Des romans comme George, on en a besoin. C’est sans doute pour ça que les éditeurs (Américain et Français) l’ont choisi, l’ont défendu. C’est une démarche engagée. Les romans sur le transgenre sont rares, et pour les 8-12 ans, quasi inexistants.

Des romans comme George, on en a besoin. Mais celui-là, il n’est pas bon. Et je ne peux pas le recommander sous prétexte que « c’est le seul » : justement parce que c’est un thème sensible et important, il mérite d’être bien traité. Je suis contente que George existe parce qu’il ouvre des portes. Il incitera je l’espère d’autres écrivains à traiter avec plus de panache la question transgenre en littérature jeunesse. Dans un roman porté par une narration forte et des personnages bien incarnés. Et sans greffer dessus la vieille mue reptilienne d’un sexisme suranné. Please.

Des romans comme George, on en a besoin. Mais celui-là, il n’est pas bon. Au plaisir d’en lire de meilleurs,

Lupiot

Lupiot Allez Vous Faire Lire

George, d’Alex Gino, collection « Neuf » de L’École des Loisirs, 2017, 176 pages (écrit gros)

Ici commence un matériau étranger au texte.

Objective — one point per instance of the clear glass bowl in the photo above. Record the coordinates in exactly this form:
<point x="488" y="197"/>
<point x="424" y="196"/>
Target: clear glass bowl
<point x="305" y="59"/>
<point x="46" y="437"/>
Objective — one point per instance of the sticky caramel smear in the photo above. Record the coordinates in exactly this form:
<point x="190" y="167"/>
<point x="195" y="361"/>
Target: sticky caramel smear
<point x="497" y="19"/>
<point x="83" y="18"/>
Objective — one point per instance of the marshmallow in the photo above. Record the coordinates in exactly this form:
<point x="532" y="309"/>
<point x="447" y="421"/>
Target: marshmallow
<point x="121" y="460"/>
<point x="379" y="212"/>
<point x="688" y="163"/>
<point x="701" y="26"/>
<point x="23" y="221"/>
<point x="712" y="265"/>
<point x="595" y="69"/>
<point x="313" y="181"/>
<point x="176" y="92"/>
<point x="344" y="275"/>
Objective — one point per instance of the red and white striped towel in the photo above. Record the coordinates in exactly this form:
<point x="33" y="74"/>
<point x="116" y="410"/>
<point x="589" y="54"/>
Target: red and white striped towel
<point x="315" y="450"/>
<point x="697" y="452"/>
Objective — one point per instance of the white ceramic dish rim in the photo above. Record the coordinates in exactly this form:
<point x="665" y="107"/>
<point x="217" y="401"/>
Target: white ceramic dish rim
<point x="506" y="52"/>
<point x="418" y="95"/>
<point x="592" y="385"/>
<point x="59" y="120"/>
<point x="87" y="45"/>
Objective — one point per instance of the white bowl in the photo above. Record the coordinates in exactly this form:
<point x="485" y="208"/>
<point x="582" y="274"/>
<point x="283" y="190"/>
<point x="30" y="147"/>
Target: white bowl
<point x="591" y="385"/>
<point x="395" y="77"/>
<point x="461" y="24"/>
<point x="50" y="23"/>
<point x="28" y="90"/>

Remarque subsidiaire : « BE WHO YOU ARE », nous dit la quatrième de couverture. Pourquoi le dit-elle en anglais ? C’est un roman dirigé vers les 9-12 ans, en français. « Sois qui tu es » ou « Sois toi-même » ou même une traduction moins littérale comme « Tu es qui tu es », ne serait-elle pas plus pertinente ? (Sachant combien les kids de 9 à 12 ans parlent bien anglais…)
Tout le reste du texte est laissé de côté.